Recently, recommendations have been published on how to provide orthopaedic health-care as the COVID-19 pandemic recedes [5, 7, 8]. Mouton et al. reported that elective procedures should only be carried out in absolutely COVID-free facilities and that hospital stay should be as short as possible [8]. They further suggested careful checking of the applicants according to COVID infection status/exposure, age, health status/risk factors, socio-professional status and surgical indication. However, we are not aware of studies that have actually documented that process, nor if and how orthopaedic health-care will return to normal.

The above-mentioned cutback in orthopaedic health-care should not be viewed as merely deferring procedures without any consequences. It is well known that pain and disability rapidly progress during the waiting period in cases that require knee or hip arthroplasty [9, 10]. Glazebrook et al. investigated the quality of life of patients with hip and ankle osteoarthritis while waiting for surgery [11]. Quality of life (Short-Form 36) was found to be approximately two standard deviations below normal population scores. It is also well known that patients waiting for hip or knee arthroplasty are often prescribed opioids, leading to increased postoperative opioid tolerance, potential opioid addiction, increased perioperative complication rates and overall costs [12,13,14].
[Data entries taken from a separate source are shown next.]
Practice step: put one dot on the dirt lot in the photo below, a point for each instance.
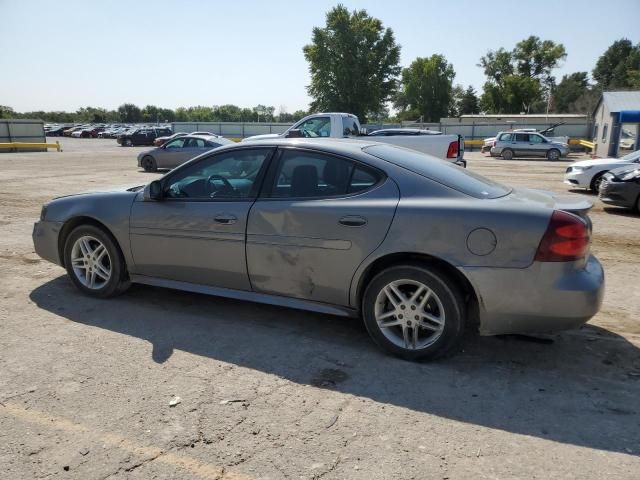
(271, 393)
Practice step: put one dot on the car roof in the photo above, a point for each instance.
(332, 145)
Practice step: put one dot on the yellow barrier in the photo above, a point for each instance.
(56, 145)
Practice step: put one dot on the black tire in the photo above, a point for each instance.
(450, 299)
(553, 154)
(149, 164)
(118, 281)
(596, 181)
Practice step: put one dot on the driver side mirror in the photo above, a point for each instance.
(153, 191)
(294, 133)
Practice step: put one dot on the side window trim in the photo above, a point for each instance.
(260, 178)
(268, 182)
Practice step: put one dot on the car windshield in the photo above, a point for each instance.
(443, 172)
(630, 157)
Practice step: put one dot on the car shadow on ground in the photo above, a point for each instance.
(623, 212)
(581, 389)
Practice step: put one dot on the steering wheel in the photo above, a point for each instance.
(213, 190)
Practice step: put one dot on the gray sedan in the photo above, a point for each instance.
(417, 247)
(621, 187)
(177, 151)
(527, 144)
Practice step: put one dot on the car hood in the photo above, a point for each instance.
(118, 189)
(557, 201)
(262, 137)
(597, 161)
(622, 171)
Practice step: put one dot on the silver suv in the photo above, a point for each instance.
(522, 144)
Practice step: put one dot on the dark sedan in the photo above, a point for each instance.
(621, 187)
(142, 136)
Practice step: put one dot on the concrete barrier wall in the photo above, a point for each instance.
(470, 129)
(18, 130)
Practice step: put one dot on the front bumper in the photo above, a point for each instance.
(45, 240)
(618, 193)
(545, 297)
(577, 179)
It may also be speculated that the delay in orthopaedic surgical procedures may even lead to poorer postoperative outcomes. With this in view, Mossmayer et al. prospectively followed 103 patients with rotator cuff tears over ten years and found that those with delayed repair had significantly poorer results than those who underwent early repair - an effect that worsened with every passing year [15]. The same was also studied in patients waiting for ACLR [16]. The authors stated that waiting time was significantly associated with secondary meniscus and cartilage lesions. Negative effects of longer waiting times on clinical postoperative outcomes were also reported for lumbar spine surgery [17] and total knee arthroplasty [18, 19].

Beyond the issue of impaired medical services for patients there is also a substantial cost concern. Only 40% of participants stated that they suffered no financial loss due to the pandemic. The rest were significantly affected by the imposed restrictions. As with other businesses, it is not yet clear whether some orthopaedic surgeons will have to close their practice due to bankruptcy, thereby potentially further contributing to reduced orthopaedic care and longer waiting lists.

The following limitations must be acknowledged. First, the findings from Austria, Germany and Switzerland cannot be generalized to all neighbouring countries. Second, the survey participants were members of the ‘AGA - Society of Arthroscopy and Joint-Surgery’ with a special interest in sports orthopaedics and joint preserving surgery. Therefore, surgeons performing high volumes of total joint arthroplasty may have been underrepresented in our survey.

One of the strengths of this study is that it is the first to actually document the process of determining if and how orthopaedic health-care will return to normal after the peak of the COVID-19 pandemic. Another strong point is the high participation number (890) of orthopaedic surgeons from the German-speaking countries. Over 100 million people live in Austria, Germany and Switzerland, representing approximately one-seventh of Europe’s population. The survey should therefore be regarded as providing robust information on the status of orthopaedic health-care as the Covid-19 epidemic recedes.


A gradual resumption of orthopaedic health-care services was documented for May 2020. Typical orthopaedic surgical procedures such as ACLR, shoulder arthroscopies and elective total joint arthroplasty were reported as being currently carried out by 54%, 56% and 32% of surgeons, respectively. Despite a gradual improvement, it seems that there will be a prolonged curtailment of orthopaedic health-care in the middle of Europe.